Monday 16 September 2024

Anarchy of Love

The word "anarchy" means "without a head or ruler" - for which, one might read "self-organised", or "decentralised". Although the opposite is "hierarchy", perhaps the most interesting contrast to "anarchy" is with "heterarchy", where control is imagined to be distributed. Warren McCulloch considered the brain to be a heterarchy. The internet (stemming from McCulloch's work) was envisaged to be one - although as time has gone on, it has become increasingly hierarchical - or rather, it has been used to reinforce existing social hierarchies. Here's an interview with McCulloch (there's a hilarious comment in YouTube "in my day, scientists wore clothes!")


His question "What is a number that a man might know it? And what is a man that he might know a number?" is one of the great questions of cybernetics. He says he'd sorted the first part, but had no idea about the second.

Anarchy is not is "disorder". All these words are descriptions of different kinds of order. But order of what? One can get from anarchy to heterachy by simply defining different kinds of self-organising units. This is particularly so if one considers relations as the fundamental building blocks of order, not entities.

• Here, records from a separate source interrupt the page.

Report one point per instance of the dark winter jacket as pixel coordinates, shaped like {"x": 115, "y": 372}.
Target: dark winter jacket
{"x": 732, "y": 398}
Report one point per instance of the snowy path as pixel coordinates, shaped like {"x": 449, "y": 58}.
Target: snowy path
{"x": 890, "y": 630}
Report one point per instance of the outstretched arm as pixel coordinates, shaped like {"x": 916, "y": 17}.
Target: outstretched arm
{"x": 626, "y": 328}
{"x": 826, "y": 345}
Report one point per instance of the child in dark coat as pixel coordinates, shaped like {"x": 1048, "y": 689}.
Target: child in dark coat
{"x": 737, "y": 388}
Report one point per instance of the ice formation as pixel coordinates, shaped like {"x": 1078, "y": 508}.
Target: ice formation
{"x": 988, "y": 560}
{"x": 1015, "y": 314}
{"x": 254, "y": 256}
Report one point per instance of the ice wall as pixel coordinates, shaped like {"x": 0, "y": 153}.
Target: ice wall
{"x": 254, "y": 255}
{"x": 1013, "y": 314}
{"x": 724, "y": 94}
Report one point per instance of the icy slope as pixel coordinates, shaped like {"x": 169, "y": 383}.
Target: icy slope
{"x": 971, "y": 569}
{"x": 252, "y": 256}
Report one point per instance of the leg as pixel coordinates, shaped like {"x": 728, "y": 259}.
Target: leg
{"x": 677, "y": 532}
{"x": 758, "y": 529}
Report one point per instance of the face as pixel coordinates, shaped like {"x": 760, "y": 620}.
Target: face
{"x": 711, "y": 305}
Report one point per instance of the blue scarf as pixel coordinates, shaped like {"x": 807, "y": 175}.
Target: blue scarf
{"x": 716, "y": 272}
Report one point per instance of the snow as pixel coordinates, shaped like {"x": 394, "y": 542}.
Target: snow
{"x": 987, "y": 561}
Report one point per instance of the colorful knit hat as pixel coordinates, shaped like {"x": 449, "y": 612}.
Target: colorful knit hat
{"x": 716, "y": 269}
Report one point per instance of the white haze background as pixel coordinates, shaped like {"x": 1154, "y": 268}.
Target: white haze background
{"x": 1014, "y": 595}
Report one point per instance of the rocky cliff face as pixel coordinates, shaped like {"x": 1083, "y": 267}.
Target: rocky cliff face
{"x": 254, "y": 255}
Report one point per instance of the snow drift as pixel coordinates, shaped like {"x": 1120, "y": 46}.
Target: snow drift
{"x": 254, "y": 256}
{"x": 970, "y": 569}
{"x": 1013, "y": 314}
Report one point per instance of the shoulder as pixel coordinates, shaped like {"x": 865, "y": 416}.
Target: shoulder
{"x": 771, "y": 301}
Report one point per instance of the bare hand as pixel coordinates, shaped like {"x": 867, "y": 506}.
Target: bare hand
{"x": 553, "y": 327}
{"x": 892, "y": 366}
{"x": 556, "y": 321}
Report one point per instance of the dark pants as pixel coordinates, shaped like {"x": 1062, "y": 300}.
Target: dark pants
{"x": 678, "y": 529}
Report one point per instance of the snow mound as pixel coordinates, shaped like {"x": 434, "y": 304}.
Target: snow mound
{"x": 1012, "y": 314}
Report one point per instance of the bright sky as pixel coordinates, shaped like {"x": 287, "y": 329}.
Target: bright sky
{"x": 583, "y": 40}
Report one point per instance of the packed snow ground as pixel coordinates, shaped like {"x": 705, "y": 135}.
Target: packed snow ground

So what if the unit is a couple? Maybe lovers or friends... It is a relationship. There can still be anarchy and organisation together. Is it a heterarchy? Well, it could be, but one wouldn't necessarily need to determine control in a couple. It's just a couple, by which each component knows the inner workings of the other. At least if it's well organised. 

Some couples however have imposed control by one party. But then it isn't really a couple - it is two units with a power relation between them. It's not anarchy but a kind of hierarchy. 

Which is more stable? The anarchic couple of course! 

There's a political point to make here. Ecological approaches to society and politics cannot be hierarchical. We cannot have a political system which is unlike the natural system it seeks a healthier relationship towards. This is fundamentally the problem with Green politics. Marxist politics is hierarchical and statist. Maybe only an anarchy of love could deliver a true ecological society. But how to do it?